Simple Minds Records With Waves Plug-InsSimple Minds bassist Andy Gillespie has been relying on Waves DSP plug-ins for the 2002 band release Cry and last year’s Our Secrets Are the Same. “I 3/17/2004 7:00 AM Eastern
Simple Minds bassist Andy Gillespie has been relying on Waves DSP plug-ins for the 2002 band release Cry and last year’s Our Secrets Are the Same.
“I like to use Waves as my main processing core because the plug-ins are intuitive to edit and because I’m so accustomed to the interface,” remarked Gillespie. “Once you know one of the plug-ins, the others are instantly familiar, and they cover most of the effects needed for even the most varied requirements. Sometimes, because I’m not an engineer, all I want to do is tweak something and listen to it. The Waves interface lets you do this instantly. You can change all these parameters simultaneously, which allows you more time to listen to what’s happening rather than thinking about it. I can remember spending hours with vintage harmonizers, compressors and EQs, programming multiple delays or pitches, and feeling afterward like I had just run a marathon. Now, programming the same thing on some of the Waves Renaissance plug-ins takes me minutes.

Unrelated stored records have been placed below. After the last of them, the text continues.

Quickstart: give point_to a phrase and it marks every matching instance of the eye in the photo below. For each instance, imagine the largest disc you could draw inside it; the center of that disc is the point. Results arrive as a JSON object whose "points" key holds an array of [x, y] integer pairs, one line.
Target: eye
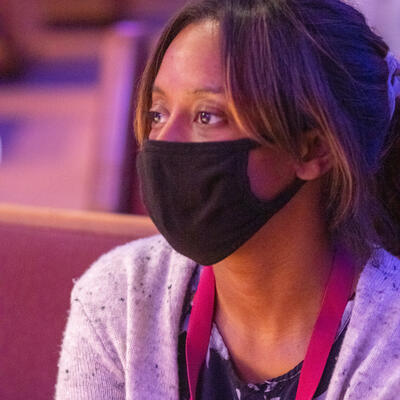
{"points": [[155, 117], [208, 118]]}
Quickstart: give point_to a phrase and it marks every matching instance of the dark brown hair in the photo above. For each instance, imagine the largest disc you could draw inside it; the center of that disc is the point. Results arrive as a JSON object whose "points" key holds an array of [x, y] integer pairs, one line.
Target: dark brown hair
{"points": [[296, 65]]}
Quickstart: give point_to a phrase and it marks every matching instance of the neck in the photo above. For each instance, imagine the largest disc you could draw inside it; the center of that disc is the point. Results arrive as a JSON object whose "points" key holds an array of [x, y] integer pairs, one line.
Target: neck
{"points": [[272, 287]]}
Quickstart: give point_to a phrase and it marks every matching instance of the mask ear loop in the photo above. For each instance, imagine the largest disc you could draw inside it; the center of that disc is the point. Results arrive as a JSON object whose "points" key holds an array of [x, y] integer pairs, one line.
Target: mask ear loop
{"points": [[393, 81]]}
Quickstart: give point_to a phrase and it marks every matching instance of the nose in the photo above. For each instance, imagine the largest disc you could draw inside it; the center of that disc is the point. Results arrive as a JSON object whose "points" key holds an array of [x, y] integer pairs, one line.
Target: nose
{"points": [[176, 129]]}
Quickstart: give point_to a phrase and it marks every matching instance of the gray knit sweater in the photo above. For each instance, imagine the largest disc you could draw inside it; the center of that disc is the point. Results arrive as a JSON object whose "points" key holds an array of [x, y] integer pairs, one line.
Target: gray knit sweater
{"points": [[121, 339]]}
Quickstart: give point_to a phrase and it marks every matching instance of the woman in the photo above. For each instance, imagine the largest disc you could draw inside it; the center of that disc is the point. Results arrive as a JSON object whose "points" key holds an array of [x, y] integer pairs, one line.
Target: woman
{"points": [[269, 133]]}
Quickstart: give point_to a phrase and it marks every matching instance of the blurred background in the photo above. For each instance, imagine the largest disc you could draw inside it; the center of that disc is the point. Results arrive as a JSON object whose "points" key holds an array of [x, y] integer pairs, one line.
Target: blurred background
{"points": [[68, 74]]}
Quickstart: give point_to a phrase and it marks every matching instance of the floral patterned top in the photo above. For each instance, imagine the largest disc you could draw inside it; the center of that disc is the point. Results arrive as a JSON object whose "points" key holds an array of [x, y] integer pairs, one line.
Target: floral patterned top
{"points": [[218, 379]]}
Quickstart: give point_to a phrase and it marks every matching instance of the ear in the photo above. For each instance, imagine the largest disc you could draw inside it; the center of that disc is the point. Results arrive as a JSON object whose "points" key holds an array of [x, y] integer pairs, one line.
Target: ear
{"points": [[316, 157]]}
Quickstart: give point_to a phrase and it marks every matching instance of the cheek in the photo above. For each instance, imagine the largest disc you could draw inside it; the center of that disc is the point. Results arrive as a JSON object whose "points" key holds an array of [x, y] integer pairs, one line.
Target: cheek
{"points": [[269, 172]]}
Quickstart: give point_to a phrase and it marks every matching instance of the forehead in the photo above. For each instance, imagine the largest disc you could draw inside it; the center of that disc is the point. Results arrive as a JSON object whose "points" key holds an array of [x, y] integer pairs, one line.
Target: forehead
{"points": [[193, 59]]}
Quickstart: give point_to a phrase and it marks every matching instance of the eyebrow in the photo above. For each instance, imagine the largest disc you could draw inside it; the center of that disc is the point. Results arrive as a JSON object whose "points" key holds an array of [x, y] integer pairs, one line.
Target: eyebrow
{"points": [[204, 90]]}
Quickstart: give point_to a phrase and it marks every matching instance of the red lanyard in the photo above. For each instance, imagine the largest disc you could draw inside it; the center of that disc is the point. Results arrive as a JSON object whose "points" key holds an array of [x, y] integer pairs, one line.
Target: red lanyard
{"points": [[336, 295]]}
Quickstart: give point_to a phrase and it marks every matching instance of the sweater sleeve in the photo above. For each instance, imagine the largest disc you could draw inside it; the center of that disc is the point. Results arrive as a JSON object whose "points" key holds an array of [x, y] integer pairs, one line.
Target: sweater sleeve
{"points": [[87, 369]]}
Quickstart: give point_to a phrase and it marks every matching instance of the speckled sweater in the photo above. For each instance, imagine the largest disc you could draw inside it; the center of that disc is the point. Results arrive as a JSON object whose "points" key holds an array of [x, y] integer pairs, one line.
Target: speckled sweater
{"points": [[121, 338]]}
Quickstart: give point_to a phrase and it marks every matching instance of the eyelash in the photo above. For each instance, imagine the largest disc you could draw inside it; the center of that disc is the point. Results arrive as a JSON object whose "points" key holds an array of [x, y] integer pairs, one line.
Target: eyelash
{"points": [[153, 114]]}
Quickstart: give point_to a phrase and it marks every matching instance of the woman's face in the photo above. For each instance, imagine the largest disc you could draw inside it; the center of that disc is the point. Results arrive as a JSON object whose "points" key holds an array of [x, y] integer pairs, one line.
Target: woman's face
{"points": [[189, 105]]}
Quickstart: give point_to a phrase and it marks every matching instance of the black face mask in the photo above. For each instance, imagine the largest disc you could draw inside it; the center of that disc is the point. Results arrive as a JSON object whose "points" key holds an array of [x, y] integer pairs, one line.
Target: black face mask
{"points": [[199, 197]]}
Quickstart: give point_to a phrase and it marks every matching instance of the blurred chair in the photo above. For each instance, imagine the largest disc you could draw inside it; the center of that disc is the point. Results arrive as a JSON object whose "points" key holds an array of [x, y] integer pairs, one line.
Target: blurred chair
{"points": [[123, 57], [42, 251]]}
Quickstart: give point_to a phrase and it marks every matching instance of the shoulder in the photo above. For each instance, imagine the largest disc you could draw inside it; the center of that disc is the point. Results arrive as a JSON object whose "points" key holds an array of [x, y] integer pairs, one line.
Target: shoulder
{"points": [[132, 282], [150, 260], [369, 360], [379, 282]]}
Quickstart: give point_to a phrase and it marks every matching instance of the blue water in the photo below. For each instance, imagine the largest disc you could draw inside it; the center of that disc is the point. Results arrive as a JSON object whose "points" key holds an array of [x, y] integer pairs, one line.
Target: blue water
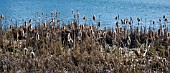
{"points": [[107, 9]]}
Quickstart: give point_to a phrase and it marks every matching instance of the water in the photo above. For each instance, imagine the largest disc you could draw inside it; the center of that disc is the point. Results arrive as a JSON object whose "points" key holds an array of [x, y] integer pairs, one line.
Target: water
{"points": [[107, 9]]}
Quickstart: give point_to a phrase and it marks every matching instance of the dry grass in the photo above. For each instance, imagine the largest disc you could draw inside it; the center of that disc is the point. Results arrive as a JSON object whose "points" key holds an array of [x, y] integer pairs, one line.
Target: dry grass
{"points": [[85, 56]]}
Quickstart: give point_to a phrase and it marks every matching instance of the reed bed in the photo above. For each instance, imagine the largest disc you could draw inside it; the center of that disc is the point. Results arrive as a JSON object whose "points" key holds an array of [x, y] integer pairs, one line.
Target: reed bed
{"points": [[54, 46]]}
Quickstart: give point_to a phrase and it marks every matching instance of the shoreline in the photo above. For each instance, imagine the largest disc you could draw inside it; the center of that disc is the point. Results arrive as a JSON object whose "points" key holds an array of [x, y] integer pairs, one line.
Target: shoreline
{"points": [[78, 47]]}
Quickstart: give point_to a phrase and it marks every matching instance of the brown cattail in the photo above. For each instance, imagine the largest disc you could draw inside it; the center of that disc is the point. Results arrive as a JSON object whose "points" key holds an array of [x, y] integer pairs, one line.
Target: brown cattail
{"points": [[164, 16], [159, 20], [166, 20], [98, 24], [117, 24], [94, 17], [2, 16], [122, 22], [120, 29], [44, 25], [138, 19]]}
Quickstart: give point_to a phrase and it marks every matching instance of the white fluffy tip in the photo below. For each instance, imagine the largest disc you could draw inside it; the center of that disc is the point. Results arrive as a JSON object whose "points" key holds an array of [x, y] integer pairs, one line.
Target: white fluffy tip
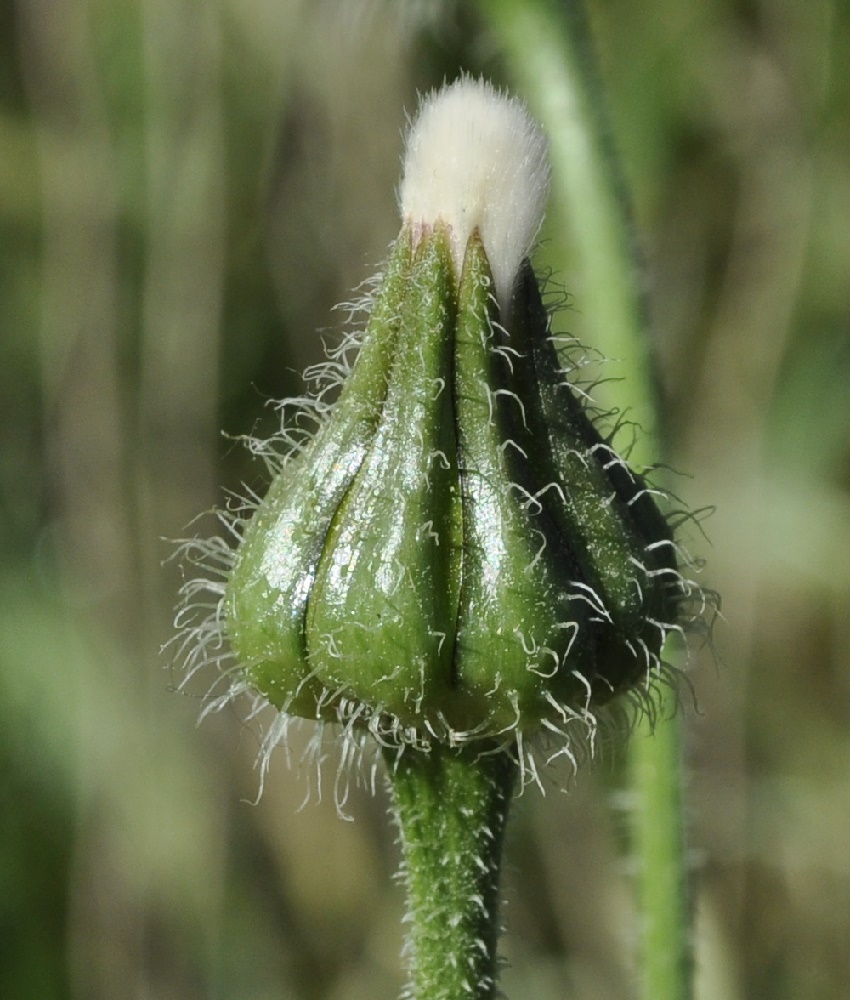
{"points": [[476, 159]]}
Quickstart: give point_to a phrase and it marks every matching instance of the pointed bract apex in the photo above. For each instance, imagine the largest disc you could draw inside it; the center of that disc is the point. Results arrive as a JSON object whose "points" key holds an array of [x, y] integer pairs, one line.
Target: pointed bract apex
{"points": [[477, 160]]}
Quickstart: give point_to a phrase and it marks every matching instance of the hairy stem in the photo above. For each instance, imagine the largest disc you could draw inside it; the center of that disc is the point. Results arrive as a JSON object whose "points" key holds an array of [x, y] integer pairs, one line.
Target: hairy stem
{"points": [[451, 807], [549, 51]]}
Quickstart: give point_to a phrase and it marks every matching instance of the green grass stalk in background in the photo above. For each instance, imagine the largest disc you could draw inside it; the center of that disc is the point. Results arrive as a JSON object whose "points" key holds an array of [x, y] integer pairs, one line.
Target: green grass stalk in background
{"points": [[549, 54]]}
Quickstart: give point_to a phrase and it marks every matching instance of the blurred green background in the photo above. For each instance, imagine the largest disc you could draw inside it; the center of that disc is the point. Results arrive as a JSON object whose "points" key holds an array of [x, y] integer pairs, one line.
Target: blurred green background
{"points": [[186, 188]]}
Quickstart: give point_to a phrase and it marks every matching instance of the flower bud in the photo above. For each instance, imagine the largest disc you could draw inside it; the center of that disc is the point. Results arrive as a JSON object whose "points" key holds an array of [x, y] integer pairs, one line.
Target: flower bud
{"points": [[457, 553]]}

“When we worked on our last studio album Cry, it was recorded and mixed entirely in Pro Tools,” he continued. “There was no outboard gear used on the mixes and we used Waves plug-ins. Also, when I process guitar parts, I’m a bit of an effects freak, so I love playing around with the Enigma, Supertap and Ultrapitch plug-ins. Using Enigma, I find it especially easy to create an ambience that is very understated. I like to tweak the parameters, especially when I’m using Ultrapitch or Supertap, because the beauty of these processors is they have multiple functions that to explore properly, you have to invent a scenario in your head and then tweak it to get close to what you want.”